Tuesday, January 6, 2009
UPDATE, 1/10: Commenter J.D. Mekeel posted a link to the Ill. Sup. Ct.; see comments. Thanks, J.D.
UPDATE, 1/7: It looks like Senate Democrats may be looking for a resolution. The Dems have no constitutional basis for insisting on the Illinois Secretary of State's signature, though: The Seventeenth Amendment says nothing about a Secretary of State's signature; Illinois law (enacted under authority of the Seventeenth Amendment) authorizing Blagojevich to appoint a temporary replacement does not require it; and the Senate cannot require it under Article I, Section 5 (for reasons below). If the signature is their solution, it's still unconstitutional.

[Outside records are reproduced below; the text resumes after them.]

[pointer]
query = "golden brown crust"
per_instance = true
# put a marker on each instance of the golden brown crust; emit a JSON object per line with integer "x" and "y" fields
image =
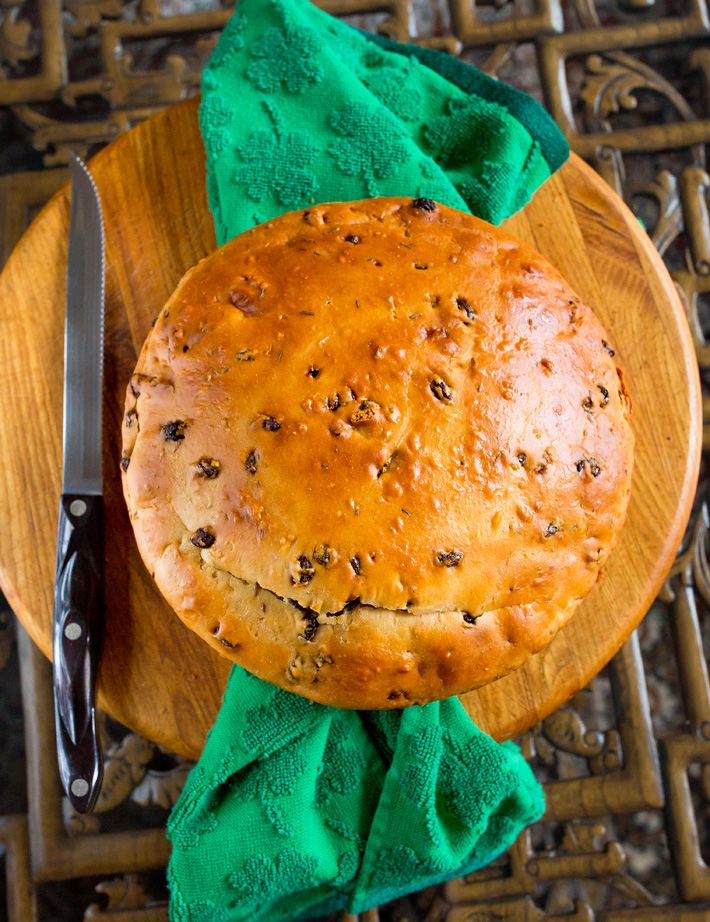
{"x": 381, "y": 451}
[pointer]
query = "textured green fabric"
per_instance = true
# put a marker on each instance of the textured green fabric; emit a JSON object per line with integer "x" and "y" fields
{"x": 296, "y": 809}
{"x": 299, "y": 107}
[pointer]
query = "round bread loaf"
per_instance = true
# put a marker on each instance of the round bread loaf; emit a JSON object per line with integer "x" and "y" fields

According to the report, Burris found his way today to Senate Secretary Nancy Erickson, to whom he presented his credentials--an appointment by Governor Blagojevich pursuant to the Seventeenth Amendment and Illinois state law, but minus a signature from Illinois Secretary of State Jesse White (who has refused to sign the appointment). Erickson rejected Burris's credentials because his appointment letter did not comply with Rule II of the Senate standing rules, which requires signatures of both the governor and the secretary of state.
In other words: The Senate denied Burris because of his lack of qualification.

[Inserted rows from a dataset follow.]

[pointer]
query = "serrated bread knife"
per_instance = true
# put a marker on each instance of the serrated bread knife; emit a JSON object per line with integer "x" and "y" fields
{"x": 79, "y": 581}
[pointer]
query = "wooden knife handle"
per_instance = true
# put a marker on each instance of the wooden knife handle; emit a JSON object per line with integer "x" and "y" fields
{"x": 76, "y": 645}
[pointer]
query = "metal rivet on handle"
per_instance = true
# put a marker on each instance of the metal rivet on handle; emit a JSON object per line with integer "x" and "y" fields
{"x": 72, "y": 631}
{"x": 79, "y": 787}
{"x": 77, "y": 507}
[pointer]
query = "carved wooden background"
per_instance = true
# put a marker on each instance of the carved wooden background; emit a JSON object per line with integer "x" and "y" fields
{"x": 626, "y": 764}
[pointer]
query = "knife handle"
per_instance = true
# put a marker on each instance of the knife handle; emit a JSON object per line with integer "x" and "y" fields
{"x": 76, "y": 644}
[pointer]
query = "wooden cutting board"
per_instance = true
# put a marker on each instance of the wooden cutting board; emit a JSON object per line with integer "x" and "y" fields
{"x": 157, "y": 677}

This is an appalling disregard of Article I, Sections 3 and 5, and Powell v. McCormack, which together say that the Senate may not block Burris if he meets the basic, minimal qualifications of citizenship, residency, and age. The only way the Senate could justify this move is by reading Rule II as a requirement for the "return" (not "qualification") under Article I, Section 5 (which also allows the Senate to judge "returns" of its members). But this is a tenuous argument, at best: Burris was not "elected," and he had no "return" in the Section 5 sense; he was validly appointed by his governor to fill a vacancy pursuant to the Seventeenth Amendment and Illinois law. Moreover, this violates the spirit of Article I, Section 5, and Powell, which together stand for a narrow reading of the Senate's authority to judge and block duly elected or appointed senators-to-be.
This is also an appalling disregard of the Seventeenth Amendment--which allows state legislatures to authorize their governors to fill Senate vacancies--and state sovereignty. The Illinois legislature validly authorized Governor Blagojevich to appoint a replacement for President-Elect Obama in the Senate pursuant to the Seventeenth Amendment. It could have revoked that authorization and provided for a general election. It didn't. Neither the Seventeenth Amendment nor Illinois law require the secretary of state's signature to validate the appointment. (Illinois law does impose a duty on the secretary of state to sign gubernatorial appointments, but failure to satisfy this duty cannot invalidate an otherwise lawful gubernatorial appointment. It just means that Secretary of State White is violating his legal duty.) By requiring the secretary of state's signature, Rule II violates the language and spirit of the Seventeenth Amendment and encroaches on the state's ability to fill a vacancy in one of its Senate seats.
In the same article, the Times suggests that Senate Democrats are softening their opposition and may be open to negotiation. Let's hope the parties can work this out in a manner consistent with the Constitution.